Safety in Contract Cleaning Awareness
At Kempston Cleaning Services, we pride ourselves on our work and our safety standards. We value your health and safety as well as that of our staff.
Cleaners are employed in many different types of workplaces, including schools, offices, factories, hospitals, health care facilities and retail outlets. Cleaners employed by private contractors are likely to work in a variety of workplaces, while in-house cleaners usually work in the same environment.
Cleaning staff are often employed in workplaces that have been planned with other workers in mind. Therefore, it is important that a risk assessment is completed to identify any hazards which the cleaner may come in contact with in the workplace, and steps should be taken to minimise or reduce the risks from those hazards.
Cleaners may be exposed to many different types of hazards in the workplace such as:
- Biological hazards
- Manual handling
- Lone Working
- Confined Spaces
- Slips, trips and falls
What protective measures should be taken when working with chemicals?
- Risk Assessments
- Material Safety Data Sheets (MSD)
- Labels on Chemical Containers
- Storage of Chemicals
- Diluting Chemicals
- Incompatible Chemicals
- Employee and Awareness
Summary of Key Points
- Cleaning workers may be exposed to many different chemicals during their work and should be made aware of the hazards and the precautions to take when handling chemicals.
- Employers should make available the risk assessment identifying the hazards in each place of work which cleaners may be working in.

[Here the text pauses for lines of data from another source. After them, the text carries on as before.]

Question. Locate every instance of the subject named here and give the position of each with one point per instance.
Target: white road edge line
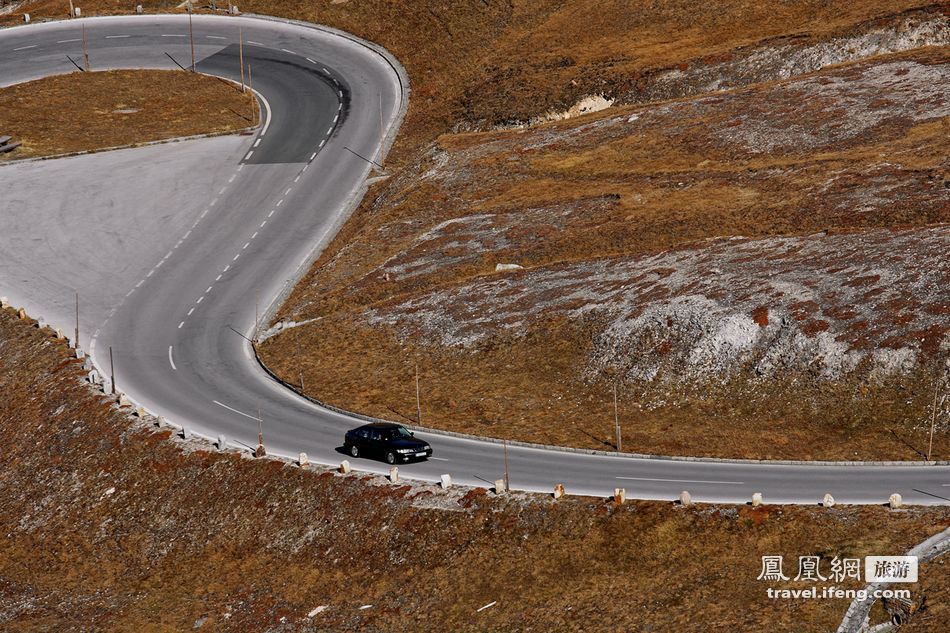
(236, 411)
(684, 481)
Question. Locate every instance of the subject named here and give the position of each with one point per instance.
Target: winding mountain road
(177, 248)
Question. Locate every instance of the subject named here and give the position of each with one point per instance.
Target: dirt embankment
(80, 112)
(110, 525)
(830, 296)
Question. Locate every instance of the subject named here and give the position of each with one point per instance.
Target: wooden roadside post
(240, 52)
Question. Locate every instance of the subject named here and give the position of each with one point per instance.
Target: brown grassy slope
(110, 526)
(868, 150)
(88, 111)
(479, 62)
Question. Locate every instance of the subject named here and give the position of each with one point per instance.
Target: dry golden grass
(89, 111)
(244, 543)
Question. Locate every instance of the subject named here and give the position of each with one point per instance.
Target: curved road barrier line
(180, 329)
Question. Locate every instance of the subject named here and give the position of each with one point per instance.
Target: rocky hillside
(110, 524)
(748, 257)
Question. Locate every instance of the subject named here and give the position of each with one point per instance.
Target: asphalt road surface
(177, 248)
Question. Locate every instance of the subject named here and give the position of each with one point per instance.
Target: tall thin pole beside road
(76, 340)
(241, 56)
(191, 35)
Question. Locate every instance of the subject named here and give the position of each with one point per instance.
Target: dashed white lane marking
(220, 404)
(684, 481)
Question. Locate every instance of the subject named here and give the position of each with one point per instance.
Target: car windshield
(399, 433)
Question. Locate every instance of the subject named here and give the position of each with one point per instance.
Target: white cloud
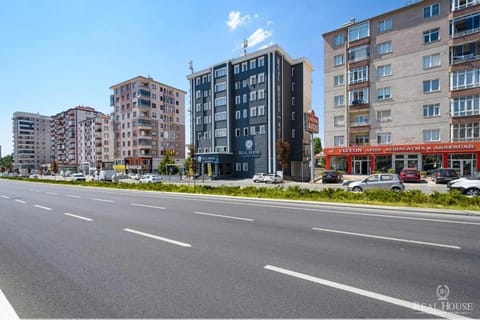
(258, 36)
(235, 20)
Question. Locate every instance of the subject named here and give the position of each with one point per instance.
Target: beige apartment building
(402, 89)
(96, 143)
(65, 134)
(149, 123)
(31, 141)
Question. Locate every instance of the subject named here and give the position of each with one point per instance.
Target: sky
(58, 54)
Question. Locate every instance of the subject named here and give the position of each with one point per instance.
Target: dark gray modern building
(242, 107)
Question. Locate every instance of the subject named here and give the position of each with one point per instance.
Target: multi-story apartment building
(96, 142)
(31, 141)
(402, 89)
(149, 123)
(242, 107)
(65, 135)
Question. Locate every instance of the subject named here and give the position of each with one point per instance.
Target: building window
(431, 61)
(465, 79)
(339, 121)
(385, 25)
(359, 31)
(220, 132)
(222, 86)
(220, 101)
(384, 71)
(431, 35)
(431, 110)
(431, 11)
(221, 116)
(261, 110)
(357, 75)
(431, 135)
(339, 39)
(384, 115)
(384, 138)
(431, 86)
(338, 80)
(384, 93)
(261, 61)
(358, 96)
(465, 106)
(338, 60)
(359, 53)
(384, 48)
(338, 141)
(338, 101)
(466, 132)
(220, 72)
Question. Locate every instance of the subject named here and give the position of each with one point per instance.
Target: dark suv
(444, 175)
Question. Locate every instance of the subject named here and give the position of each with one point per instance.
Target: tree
(317, 145)
(283, 154)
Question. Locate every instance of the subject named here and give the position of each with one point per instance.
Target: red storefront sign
(425, 148)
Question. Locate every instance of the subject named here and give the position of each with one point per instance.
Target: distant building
(241, 109)
(65, 132)
(149, 123)
(31, 141)
(402, 90)
(96, 142)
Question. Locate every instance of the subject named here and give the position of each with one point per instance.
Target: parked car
(466, 186)
(410, 175)
(474, 177)
(443, 175)
(258, 177)
(151, 178)
(331, 176)
(384, 181)
(78, 177)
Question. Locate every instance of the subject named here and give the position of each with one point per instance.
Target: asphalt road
(79, 252)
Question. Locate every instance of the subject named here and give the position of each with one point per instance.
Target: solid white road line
(6, 309)
(146, 206)
(390, 239)
(42, 207)
(366, 293)
(222, 216)
(77, 216)
(148, 235)
(102, 200)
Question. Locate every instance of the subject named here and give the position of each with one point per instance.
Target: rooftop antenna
(190, 65)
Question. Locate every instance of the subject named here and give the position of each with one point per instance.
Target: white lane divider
(42, 207)
(6, 309)
(390, 239)
(222, 216)
(77, 216)
(148, 235)
(146, 206)
(366, 293)
(102, 200)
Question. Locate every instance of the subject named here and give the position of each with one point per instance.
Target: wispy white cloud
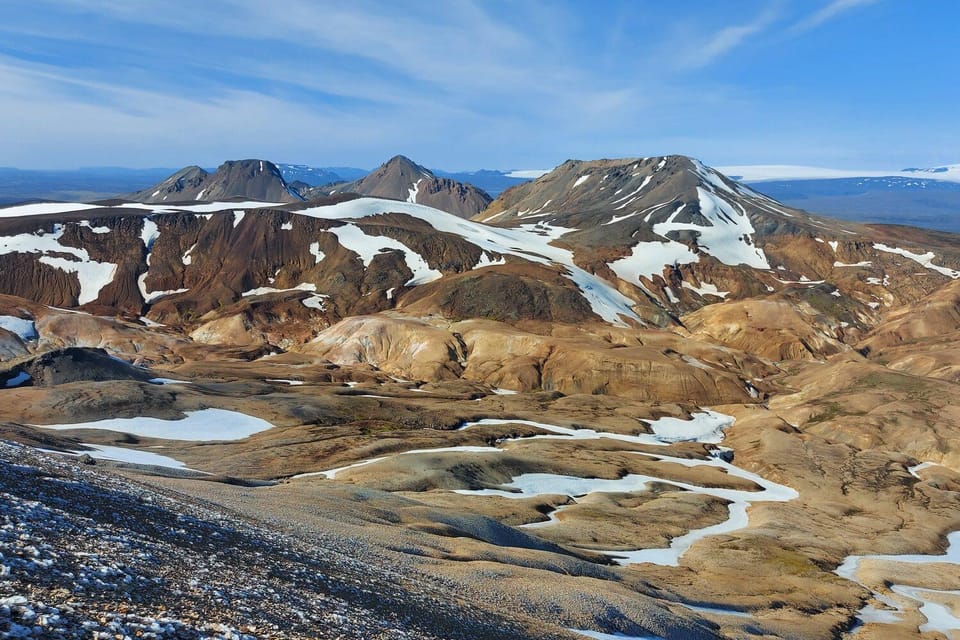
(727, 39)
(827, 13)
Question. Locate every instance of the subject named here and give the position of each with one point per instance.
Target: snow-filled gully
(930, 602)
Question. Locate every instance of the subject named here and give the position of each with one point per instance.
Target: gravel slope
(84, 554)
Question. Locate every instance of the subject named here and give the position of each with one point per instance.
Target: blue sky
(484, 84)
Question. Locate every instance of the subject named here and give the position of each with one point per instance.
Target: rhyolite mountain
(731, 397)
(402, 179)
(639, 242)
(635, 241)
(251, 179)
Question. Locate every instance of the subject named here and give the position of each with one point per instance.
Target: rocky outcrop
(402, 179)
(249, 179)
(666, 368)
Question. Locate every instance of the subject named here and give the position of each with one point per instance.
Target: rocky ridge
(250, 179)
(402, 179)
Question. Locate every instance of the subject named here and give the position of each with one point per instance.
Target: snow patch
(260, 291)
(198, 426)
(925, 259)
(22, 327)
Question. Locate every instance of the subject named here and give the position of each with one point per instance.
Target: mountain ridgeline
(398, 179)
(402, 179)
(635, 241)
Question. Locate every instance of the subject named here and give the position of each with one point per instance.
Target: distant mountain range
(927, 198)
(490, 180)
(924, 197)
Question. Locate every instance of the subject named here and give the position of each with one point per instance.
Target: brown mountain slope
(402, 179)
(251, 179)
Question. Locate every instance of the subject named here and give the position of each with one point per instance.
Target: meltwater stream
(705, 426)
(939, 617)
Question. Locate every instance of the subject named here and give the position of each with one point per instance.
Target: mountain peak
(400, 178)
(251, 178)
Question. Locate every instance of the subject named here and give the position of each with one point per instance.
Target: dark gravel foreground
(85, 554)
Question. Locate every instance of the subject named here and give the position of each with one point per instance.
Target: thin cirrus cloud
(827, 13)
(459, 84)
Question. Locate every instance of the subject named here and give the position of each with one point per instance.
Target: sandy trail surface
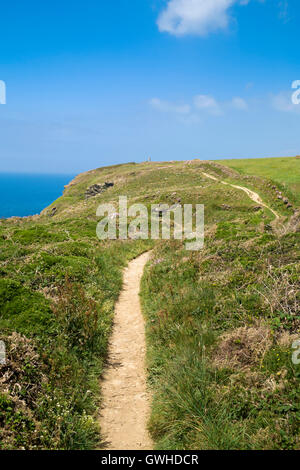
(126, 403)
(254, 196)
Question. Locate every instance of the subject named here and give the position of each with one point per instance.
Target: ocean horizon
(28, 194)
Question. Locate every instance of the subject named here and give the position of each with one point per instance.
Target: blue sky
(107, 81)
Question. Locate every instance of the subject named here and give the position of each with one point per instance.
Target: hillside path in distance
(126, 405)
(254, 196)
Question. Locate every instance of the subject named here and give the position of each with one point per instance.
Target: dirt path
(125, 409)
(254, 196)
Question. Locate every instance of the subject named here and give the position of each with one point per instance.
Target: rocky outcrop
(96, 189)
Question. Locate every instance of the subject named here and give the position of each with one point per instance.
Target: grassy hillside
(220, 322)
(285, 171)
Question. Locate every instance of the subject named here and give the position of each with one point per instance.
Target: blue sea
(29, 194)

This should detail any relevant hazards in it and how workers should protect themselves.
- Material Safety Data Sheets should be available for all hazardous chemicals and workers should have an understanding of the hazards of the chemicals they are in contact with.
- Chemicals should have clear legible labels on them, hazard pictograms should be visible and they should be stored in a secure location, where they cannot be accessed by unauthorised persons.

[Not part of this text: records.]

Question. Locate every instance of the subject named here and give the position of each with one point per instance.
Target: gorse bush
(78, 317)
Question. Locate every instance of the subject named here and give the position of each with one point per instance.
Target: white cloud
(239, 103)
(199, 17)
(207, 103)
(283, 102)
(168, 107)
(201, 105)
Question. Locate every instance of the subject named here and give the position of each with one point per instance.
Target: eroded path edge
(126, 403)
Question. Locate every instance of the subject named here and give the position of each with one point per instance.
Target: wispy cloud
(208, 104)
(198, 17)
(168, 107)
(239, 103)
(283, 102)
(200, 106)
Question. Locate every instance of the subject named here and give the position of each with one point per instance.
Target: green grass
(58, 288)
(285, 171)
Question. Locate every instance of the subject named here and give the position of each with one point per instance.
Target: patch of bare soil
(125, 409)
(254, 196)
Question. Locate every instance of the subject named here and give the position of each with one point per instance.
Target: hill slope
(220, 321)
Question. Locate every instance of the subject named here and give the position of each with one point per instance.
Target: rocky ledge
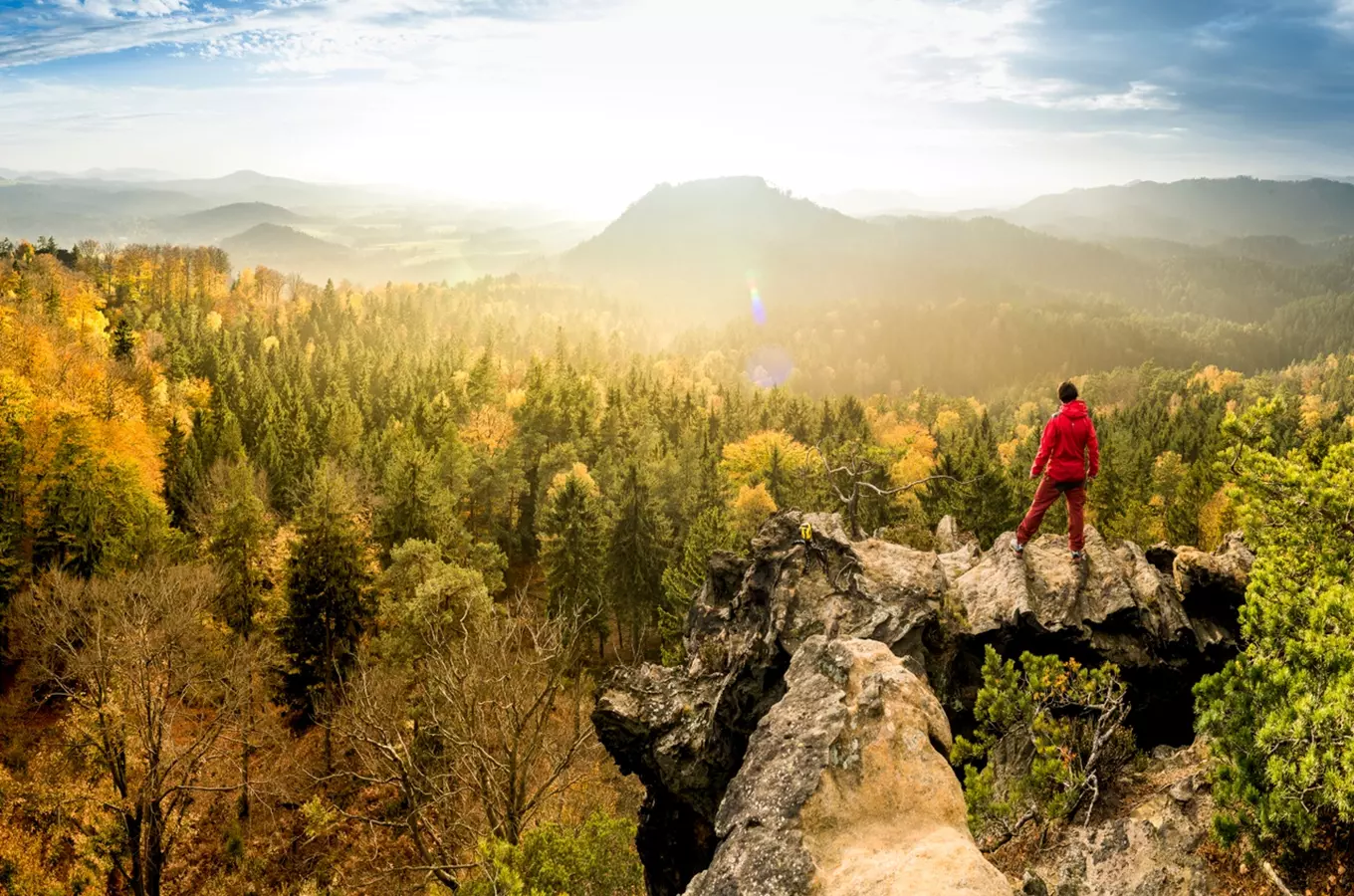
(800, 746)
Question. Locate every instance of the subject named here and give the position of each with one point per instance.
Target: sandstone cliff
(801, 745)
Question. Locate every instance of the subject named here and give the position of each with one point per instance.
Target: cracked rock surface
(768, 772)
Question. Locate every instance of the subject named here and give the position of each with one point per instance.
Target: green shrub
(1281, 715)
(1049, 735)
(594, 858)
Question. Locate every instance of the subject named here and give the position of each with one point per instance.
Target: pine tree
(413, 505)
(636, 557)
(572, 550)
(328, 593)
(237, 524)
(176, 485)
(687, 575)
(1281, 715)
(123, 339)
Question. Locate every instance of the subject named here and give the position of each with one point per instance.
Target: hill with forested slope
(1200, 211)
(704, 243)
(348, 515)
(233, 218)
(289, 249)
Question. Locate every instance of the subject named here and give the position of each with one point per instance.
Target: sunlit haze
(583, 105)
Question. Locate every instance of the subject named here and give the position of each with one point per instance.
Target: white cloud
(113, 8)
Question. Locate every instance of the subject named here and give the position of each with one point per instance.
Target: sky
(587, 104)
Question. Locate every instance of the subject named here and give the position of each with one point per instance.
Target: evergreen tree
(237, 524)
(572, 550)
(123, 339)
(636, 557)
(1281, 715)
(328, 593)
(687, 575)
(413, 505)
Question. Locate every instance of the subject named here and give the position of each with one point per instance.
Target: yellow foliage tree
(752, 507)
(771, 459)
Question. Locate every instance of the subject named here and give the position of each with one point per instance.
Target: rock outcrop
(1150, 846)
(816, 801)
(703, 737)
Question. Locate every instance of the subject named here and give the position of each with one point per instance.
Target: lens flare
(770, 365)
(759, 308)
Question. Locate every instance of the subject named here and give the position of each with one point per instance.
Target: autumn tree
(687, 575)
(239, 527)
(146, 688)
(1278, 716)
(770, 458)
(477, 735)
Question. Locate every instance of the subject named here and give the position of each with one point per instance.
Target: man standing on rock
(1063, 462)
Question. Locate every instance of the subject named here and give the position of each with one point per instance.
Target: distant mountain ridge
(221, 221)
(1200, 211)
(698, 248)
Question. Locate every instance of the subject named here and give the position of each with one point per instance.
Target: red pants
(1044, 498)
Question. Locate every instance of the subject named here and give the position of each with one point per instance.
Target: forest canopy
(372, 498)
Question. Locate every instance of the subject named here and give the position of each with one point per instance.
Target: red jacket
(1061, 451)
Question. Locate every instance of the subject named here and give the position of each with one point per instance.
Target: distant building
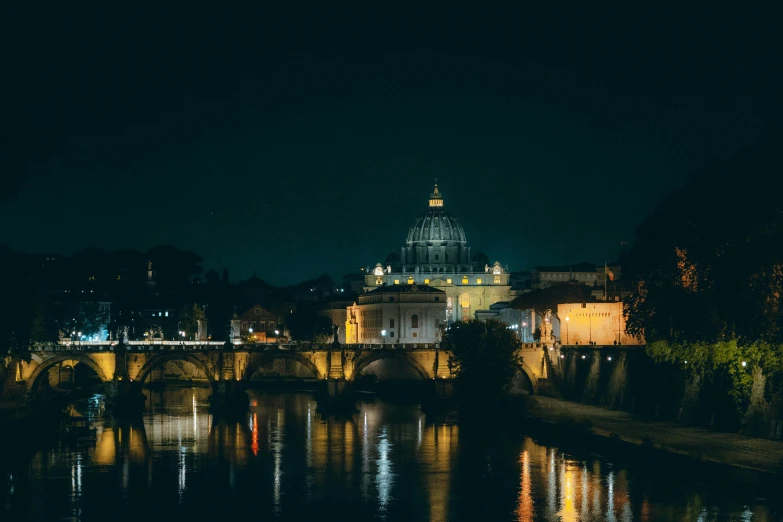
(336, 310)
(259, 324)
(594, 323)
(436, 254)
(517, 320)
(584, 273)
(396, 314)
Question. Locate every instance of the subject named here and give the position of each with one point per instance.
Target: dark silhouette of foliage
(305, 324)
(484, 357)
(707, 266)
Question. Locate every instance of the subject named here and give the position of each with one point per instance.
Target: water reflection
(286, 459)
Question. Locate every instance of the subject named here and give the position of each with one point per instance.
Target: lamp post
(590, 319)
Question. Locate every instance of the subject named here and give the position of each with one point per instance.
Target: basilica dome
(436, 227)
(436, 240)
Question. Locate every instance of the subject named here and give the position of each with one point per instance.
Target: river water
(390, 462)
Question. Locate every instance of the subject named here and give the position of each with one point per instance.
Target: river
(388, 461)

- Chemicals should be diluted carefully according to manufacturer’s instructions, and workers should be made aware of the danger of mixing incompatible chemicals.

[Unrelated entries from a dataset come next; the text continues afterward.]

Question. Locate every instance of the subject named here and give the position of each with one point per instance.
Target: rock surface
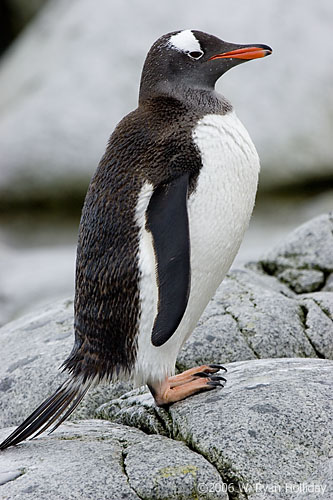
(268, 431)
(253, 315)
(96, 459)
(33, 349)
(267, 434)
(58, 108)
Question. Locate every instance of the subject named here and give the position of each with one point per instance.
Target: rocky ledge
(265, 435)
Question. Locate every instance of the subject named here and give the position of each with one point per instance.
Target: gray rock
(97, 459)
(308, 248)
(253, 315)
(268, 431)
(58, 108)
(33, 349)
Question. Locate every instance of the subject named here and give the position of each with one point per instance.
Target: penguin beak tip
(245, 53)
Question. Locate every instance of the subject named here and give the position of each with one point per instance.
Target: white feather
(185, 41)
(219, 211)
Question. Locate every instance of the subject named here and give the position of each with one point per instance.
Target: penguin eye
(197, 54)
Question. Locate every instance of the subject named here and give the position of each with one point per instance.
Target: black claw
(216, 377)
(215, 383)
(202, 374)
(220, 367)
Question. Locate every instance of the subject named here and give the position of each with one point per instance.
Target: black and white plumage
(163, 219)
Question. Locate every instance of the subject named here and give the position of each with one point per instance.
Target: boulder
(253, 315)
(267, 432)
(33, 349)
(73, 74)
(97, 459)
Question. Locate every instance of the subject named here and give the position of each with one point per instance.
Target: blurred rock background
(69, 71)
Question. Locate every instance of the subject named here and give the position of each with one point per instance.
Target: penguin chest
(219, 210)
(221, 205)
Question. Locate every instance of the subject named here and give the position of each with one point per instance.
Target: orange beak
(245, 53)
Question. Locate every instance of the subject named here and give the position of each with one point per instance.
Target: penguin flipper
(167, 220)
(48, 412)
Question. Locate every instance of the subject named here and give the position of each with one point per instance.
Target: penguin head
(192, 59)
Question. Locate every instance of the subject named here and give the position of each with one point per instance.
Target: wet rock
(33, 349)
(309, 249)
(266, 432)
(97, 459)
(58, 108)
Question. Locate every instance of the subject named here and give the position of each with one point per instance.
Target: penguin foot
(183, 385)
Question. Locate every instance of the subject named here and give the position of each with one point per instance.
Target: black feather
(69, 393)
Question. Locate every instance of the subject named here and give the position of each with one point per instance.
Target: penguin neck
(201, 100)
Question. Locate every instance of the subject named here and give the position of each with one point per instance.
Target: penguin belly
(219, 211)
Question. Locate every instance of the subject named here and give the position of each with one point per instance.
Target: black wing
(167, 220)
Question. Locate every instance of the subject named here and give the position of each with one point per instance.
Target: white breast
(219, 211)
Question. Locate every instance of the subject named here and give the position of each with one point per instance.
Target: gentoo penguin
(162, 221)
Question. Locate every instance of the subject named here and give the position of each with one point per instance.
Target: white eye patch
(185, 41)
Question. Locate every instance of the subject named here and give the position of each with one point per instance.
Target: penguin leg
(197, 371)
(166, 392)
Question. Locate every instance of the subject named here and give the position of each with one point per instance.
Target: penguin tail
(65, 399)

- Workers should be trained on how to complete their work safely and this may be in the form of documented training and procedures.
- Workers may be exposed to biological hazards in the form of needle stick injuries, Weil’s disease from rat’s urine, legionella bacteria from stagnant water or asbestos. These hazards should be identified in the risk assessment of the workplace and precautions taken to avoid exposure.
- Cleaners are at risk from developing skin and respiratory problems due to contact with chemicals. Early
symptoms should be identified and reported for follow up to the employer as soon as possible.